First up, there's the fact that James is quite a flawed character to begin with, once you realize he killed his wife and most of what's happening is delusions caused by guilt.
Then, you have the mechanic for achieving the different endings, whicgh range from somewhat optimistic to outright depressing. You don't get any Big Moral Choices in the game. Which ending you get is determined by a multitude of pretty minor things you do during normal gameplay, and the game never tells you what they are. So the save/load thing just doesn't apply here.
demagogue on 2/12/2010 at 15:45
My interpretation of this is that games don't work unless there's a working modus operandi, an MO, a basic motivation to get you to act, and you're always "gaming" the MO, trying to maximize your position (if you're not, it's not really a game).
The reason most games lock you into "heroic" gameplay is because their MO is rather shallow. You're not tasked to be the best "you" (you being the PC), or to get the world or your life into any order, but only to make progress in the map to some very local goal. That's the entire universe of your MO and they only thing you're going to game the system towards.

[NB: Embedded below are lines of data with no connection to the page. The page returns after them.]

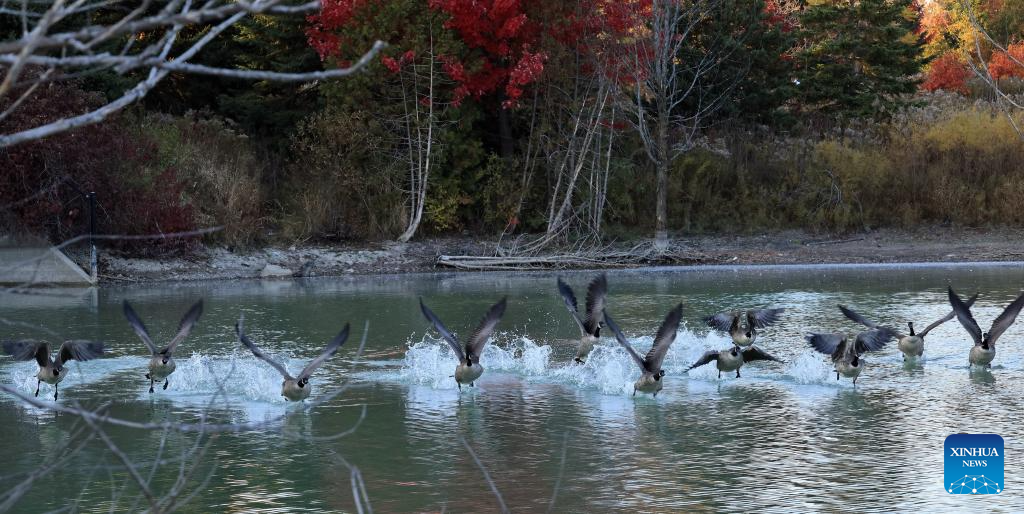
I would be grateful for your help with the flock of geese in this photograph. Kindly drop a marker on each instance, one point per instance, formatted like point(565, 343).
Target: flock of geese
point(742, 327)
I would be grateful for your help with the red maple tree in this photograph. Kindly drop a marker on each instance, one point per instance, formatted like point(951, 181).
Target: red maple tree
point(501, 39)
point(1003, 66)
point(948, 73)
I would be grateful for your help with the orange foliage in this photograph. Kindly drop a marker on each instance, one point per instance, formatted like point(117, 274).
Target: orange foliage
point(948, 73)
point(1001, 66)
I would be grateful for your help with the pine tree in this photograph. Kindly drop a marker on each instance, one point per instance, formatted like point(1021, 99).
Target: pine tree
point(859, 58)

The games that do flawed characters best, the examples you see here -- Civilization, Elite, Minecraft, that gardening one -- tend to be sandbox or economic games where the MO is widely expanded, and you're gaming your position in the whole world with a million (potential) things to juggle. There's not a single "right" thing to do that the world cares about, so you can't game it like that. Gaming it in this context is trying to maximize your position in the face of ambiguity, and you can be wrong or absent minded or selfish and miss something. E.g., being cowardly only makes sense as an MO if your PC also has a wife and kids to take care of and can't just risk dying or what happens to them? And to be honest you're looking forward to just going home and having sex with your wife than dealing with this shit. If worries like that become part of the game's MO, then I guarantee you'll start seeing people rather not risk life and limb to "win" the greater game going on.
So it's all about what level of scale the game crams into its MO, local goals vs. global life-time goals, I think.